Dr Jeremy Horne is President-emeritus of the Southwest Area Division of the American Association for the Advancement of Science: AAAS. He currently the Chief Executive Officer of the Inventors Assistance League, a non-profit organization dedicated to helping independent inventors bring their creations to fruition. He resides in San Felipe, Baja, California (Mexico) doing research and writing in the areas of Logic as the language of innate order in the universe, which is an ongoing 40 year project.
Dr Horne taught many courses in political science and technology, delivered many presentations on the philosophy of scientific methods for the American Association for the Advancement of Science (AAAS) and Quantum Mind conferences, has been reviewer for various journals about the structure and process in binary space, consciousness studies, systems, theory, and philosophy of science, and Documentation Systems Developer, for White Sands Missile Range in New Mexico. His most recent publication consists of two chapters on the philosophy of binary logic and artificial minds in Research and Applications in Global Supercomputing, released by IGI Global Press March 2015.
Dr. Horne is member of several professional organizations such as The American Association for the Advancement of Science, (AAAS, the World’s largest general scientific society) where he was President of its Southwest Area Division; Bioelectromagnetics Society; Institute of Electrical and Electronics Engineers where he is a voting member of Fiber Optic Technical Advisory Group.
Dr. Jeremy Horne earned his Ph. D. in Philosophy at University of Florida, Gainesville; His Master of Science in Political Science at New Haven, CT, and his Bachelor in Art in International Relation at Johns Hopkins University, Baltimore, He has been a member of the Phi Kappa Phi, National Academic Honor Society, and his name was included in several Who's Who directories.

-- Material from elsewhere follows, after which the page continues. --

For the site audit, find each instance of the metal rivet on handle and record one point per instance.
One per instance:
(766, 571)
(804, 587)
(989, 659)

A person with an ostensibly new idea must encounter a highly complex patenting process in being recognized as the originator of that idea. From a systems perspective, s/he enters the patenting system as the "carrier" of a package in an environment, and the carrier with the idea must at least be homeostatic but preferably having the capacity to adapt. The initial creation may be deemed an invention, but its transformation or adaption to the system environment results in an innovation, as evidenced by how useful it is. While that evidence of utility is displayed concretely in the economic arena, as in marketing, it also certified as such by achieving patentability. Even a creator as innovator faces the challenges of adaptation by further modifying the innovation to result in further innovation, a dynamic and ongoing regulatory process, a feedback loop. As somewhat of a sidebar, a curious element/meta-element relationship emerges, with the innovation being regarded as an invention when it is transformed further to result in a new innovation, this "meta" relationship being typically characteristic of feedback loops. To appreciate the creator's world from this regulatory, or cybernetic, systems perspective, I set forth definitions of elements to be found within the inventor/innovation world. Here, common terms one encounters in that world are identified and related to each other: inventor, innovator, and intellectual property, among others. A description of the invention/innovation cycle then is described, with an initial focus on how the foregoing terms assume their status. The relating of the terms unfolds as a broader consideration of the invention/innovation cycle, i.e., how the ensemble of a creation (a product of the mind) as a form of informatics fares as an adaptive system.